All that looks pretty silly right now. True, there have been embarrassments such as the diving pool turning green and some dubious plumbing in the Olympic village. True, some events have been played out to at best half-empty stadiums. But the much larger reality is that the Olympic Games have proved once again that they genuinely capture the attention of the world. Brazil itself, which as the composer Antônio Carlos Jobim once said is not a country for beginners, has gone a long way to silence the sceptics, at least for now.

Most of that – why should anyone be surprised? – is down to the sport. Granted, some of the sports are niche activities, not global pastimes, and some coverage here and probably elsewhere is too chauvinistic at times. But such points have to be put in perspective. Sporting success is something to applaud, not sneer at – and yes, Britain is good at this stuff. Much of the competition in these Games has been unconditionally inspiring. Usain Bolt’s third successive 100 metres gold was a moment when most of the world was watching and cheering as one. In gymnastics, Simone Biles has made herself a global icon. There have been a host of less celebrated feats and moments to treasure too: the first ever gold medals for Fiji, Kosovo, Puerto Rico, Singapore and Vietnam; the heroism of the refugee team with its Syrians and South Sudanese; corny moments like the Chinese swimmer’s marriage proposal; and the Irish rowers’ matchless TV interviews.

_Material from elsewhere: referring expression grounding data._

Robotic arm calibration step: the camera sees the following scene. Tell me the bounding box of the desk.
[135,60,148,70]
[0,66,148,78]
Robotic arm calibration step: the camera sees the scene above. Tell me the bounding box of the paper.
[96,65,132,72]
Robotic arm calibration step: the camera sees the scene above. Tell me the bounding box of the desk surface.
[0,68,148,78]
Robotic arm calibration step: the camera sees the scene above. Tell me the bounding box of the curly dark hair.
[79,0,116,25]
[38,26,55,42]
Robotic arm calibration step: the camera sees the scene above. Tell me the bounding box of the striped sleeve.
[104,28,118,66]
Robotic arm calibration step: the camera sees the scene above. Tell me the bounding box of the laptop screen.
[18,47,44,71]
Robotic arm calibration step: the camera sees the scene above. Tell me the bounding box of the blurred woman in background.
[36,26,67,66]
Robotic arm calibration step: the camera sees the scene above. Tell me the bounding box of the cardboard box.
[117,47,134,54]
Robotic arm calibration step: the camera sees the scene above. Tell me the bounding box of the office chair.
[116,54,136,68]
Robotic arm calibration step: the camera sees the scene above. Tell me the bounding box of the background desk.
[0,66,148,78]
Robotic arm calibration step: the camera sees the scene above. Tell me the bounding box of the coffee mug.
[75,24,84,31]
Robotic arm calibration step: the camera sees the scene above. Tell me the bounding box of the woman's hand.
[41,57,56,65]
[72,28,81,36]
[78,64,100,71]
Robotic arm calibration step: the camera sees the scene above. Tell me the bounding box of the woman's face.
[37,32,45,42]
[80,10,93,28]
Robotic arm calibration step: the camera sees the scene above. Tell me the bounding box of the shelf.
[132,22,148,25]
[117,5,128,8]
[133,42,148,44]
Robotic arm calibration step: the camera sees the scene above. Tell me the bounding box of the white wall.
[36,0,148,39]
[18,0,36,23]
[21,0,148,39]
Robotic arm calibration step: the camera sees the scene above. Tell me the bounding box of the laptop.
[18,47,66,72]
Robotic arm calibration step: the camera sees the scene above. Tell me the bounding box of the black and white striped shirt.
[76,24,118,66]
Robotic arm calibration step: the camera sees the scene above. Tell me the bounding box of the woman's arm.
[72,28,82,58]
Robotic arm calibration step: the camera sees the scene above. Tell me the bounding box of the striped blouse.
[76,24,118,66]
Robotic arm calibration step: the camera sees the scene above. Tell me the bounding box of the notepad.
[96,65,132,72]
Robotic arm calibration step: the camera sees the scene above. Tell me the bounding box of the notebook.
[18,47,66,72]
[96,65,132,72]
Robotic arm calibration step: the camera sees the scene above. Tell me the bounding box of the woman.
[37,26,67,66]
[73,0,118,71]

The Olympics are a global corporation. They are not perfect. It might be better to hold them on a permanent site in Greece – good for the Greek economy too – than to rotate the Games every four years. But Rio is confirming what London taught. The games are worthwhile. They celebrate individual achievement of every kind, not just national prowess. They bring people together far more than they drive them apart. And the peoples of the world respond to them with real enthusiasm. None of that is bad. Memo to ourselves in 2020 and beyond: the Olympic Games will be fine, come what may.